Selama pengasingan dia menulis surat kepada teman-teman belanda untuk mendapatkan
pengetahuan tentang Eropa tentang hak sebagai manusia terutama wanita.

Kartini: “Saya harus memperbaiki hidup saya, meskipun saat ini saya tidak memiliki hak untuk
berdebat, setidaknya setidaknya wanita lain tidak menderita seperti saya. Ya dan saya harus
memulainya dengan menulis. ” “sepertinya menarik ketika saya mulai menulis surat kepada
teman saya Rosa Abendanon untuk membagikan ilmunya kepada saya.” Ucap Kartini kepada
dirinya sendiri. Walaupun ia sudah dalam pengasingan, ia tetap mencari cara agar tetap bisa
belajar dan mendapatkan ilmu.

Sejak saat itu hubungan antara Rosa dan kartini bekerja terus menerus, Rosa Abendanon
juga sering mengirim mengirim buku dan surat kabar dari Eropa ke Kartini muda agar
pemikirannya menjadi lebih maju. Di surat kabar Eropa mengatakan bahwa perempuan memiliki
posisi yang sama untuk mencapai hak mereka sementara di Indonesia, perempuan berada pada
strata sosial yang sangat rendah.

Kartini: “Rosa kamu adalah sahabat terbaik, nah, sepertinya tidak cukup kalau aku belajar dari
Rosa, aku harus berbagi ini Rosa, aku harus berbagi ini dengan wanita lain, me reka harus
memiliki ini.” ucapnya kepada Rosa melalui surat. Ia pun bertekad untuk membagikan ilmunya
kepada wanita wanita lainnya.

Setelah melakukan pengasingan, ia menikah dengan seorang bupati Rembang bernama


Adipati Ario Singgih Djojo Adhiningrat atas pilihan orang tuanya. Pada saat itu Kartini berstatus
sebagai istri kedua dari Bupati Rembang. Namun suaminya sangat mendukung cita-citanya dan
bahkan mengizinkan Kartini membangun sekolah wanita.
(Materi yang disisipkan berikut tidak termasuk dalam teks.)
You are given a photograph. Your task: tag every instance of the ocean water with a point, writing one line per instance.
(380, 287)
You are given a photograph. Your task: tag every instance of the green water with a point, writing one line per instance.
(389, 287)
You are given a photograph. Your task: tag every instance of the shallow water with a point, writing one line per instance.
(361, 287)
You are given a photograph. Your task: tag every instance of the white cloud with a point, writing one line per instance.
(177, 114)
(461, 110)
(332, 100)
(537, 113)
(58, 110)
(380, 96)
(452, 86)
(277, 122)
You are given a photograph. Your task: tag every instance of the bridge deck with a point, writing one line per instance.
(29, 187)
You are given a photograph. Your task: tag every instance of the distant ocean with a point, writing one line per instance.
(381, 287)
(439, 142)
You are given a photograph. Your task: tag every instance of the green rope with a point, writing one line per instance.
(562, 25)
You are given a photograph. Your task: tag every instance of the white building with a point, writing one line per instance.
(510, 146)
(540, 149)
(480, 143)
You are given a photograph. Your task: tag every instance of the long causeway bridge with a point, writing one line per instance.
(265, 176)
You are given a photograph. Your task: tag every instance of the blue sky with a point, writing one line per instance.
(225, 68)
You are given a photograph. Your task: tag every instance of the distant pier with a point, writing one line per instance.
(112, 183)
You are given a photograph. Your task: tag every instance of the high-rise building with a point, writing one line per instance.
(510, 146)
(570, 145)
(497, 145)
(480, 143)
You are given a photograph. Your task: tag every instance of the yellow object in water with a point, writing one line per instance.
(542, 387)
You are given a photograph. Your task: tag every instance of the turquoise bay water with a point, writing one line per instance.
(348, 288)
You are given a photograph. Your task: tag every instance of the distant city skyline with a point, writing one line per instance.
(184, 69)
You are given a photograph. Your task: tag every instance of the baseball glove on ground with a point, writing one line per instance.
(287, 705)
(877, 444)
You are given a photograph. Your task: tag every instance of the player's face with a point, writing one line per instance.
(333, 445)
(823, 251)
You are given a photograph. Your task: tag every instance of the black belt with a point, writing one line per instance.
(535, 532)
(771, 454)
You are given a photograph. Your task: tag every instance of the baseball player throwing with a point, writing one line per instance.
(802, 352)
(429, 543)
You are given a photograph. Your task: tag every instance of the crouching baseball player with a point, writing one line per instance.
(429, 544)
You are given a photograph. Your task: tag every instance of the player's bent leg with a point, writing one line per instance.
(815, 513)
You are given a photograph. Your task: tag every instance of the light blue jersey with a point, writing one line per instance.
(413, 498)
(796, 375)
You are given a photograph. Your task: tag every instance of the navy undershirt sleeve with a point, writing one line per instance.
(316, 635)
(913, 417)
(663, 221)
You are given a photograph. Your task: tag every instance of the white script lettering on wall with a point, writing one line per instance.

Saat sedang duduk berdua, Kartini bertanya kepada suaminya,“Suamiku, maaf jika saya
mengganggu Anda, jika saya boleh bertanya sebagai istri
sang duke, apakah Anda mengizinkan saya membangun sekolah untuk seorang wanita ?".
Suaminya pun tersenyum dan mendukung keinginan istrinya tercinta. “Kartini, jika itu adalah
keinginan Anda, saya akan melakukannya.” ucap suaminya dengan halus. Kartini merasa lega,
dan ia sangat berterimakasih kepada suaminya karena telah mendukungnya.

Selama pernikahannya, Kartini dikaruniai seorang putra bernama Soesalit


Djojoadhiningrat. Kartini meninggal pada usia 25 tahun, empat hari terakhir setelah melahirkan.

Perjuangan Kartini tidak berhenti bahkan setelah kematiannya. Perjuangan dilanjutkan


oleh temannya Rosa Abendanon yang memposting kedua surat itu ke dalam sebuah buku. Buku
itu berjudul "Door Duisternis tot Licht" yang berarti "From the Darkness Int ti "From the Darkness
Into the Light". o the Light".

Pada tahun 1964, Presiden Ir. Soekarno mendeklarasikan tanggal lahir Kartini, pada 21
April sebagai "Hari Kartini" hari nasional Indonesia.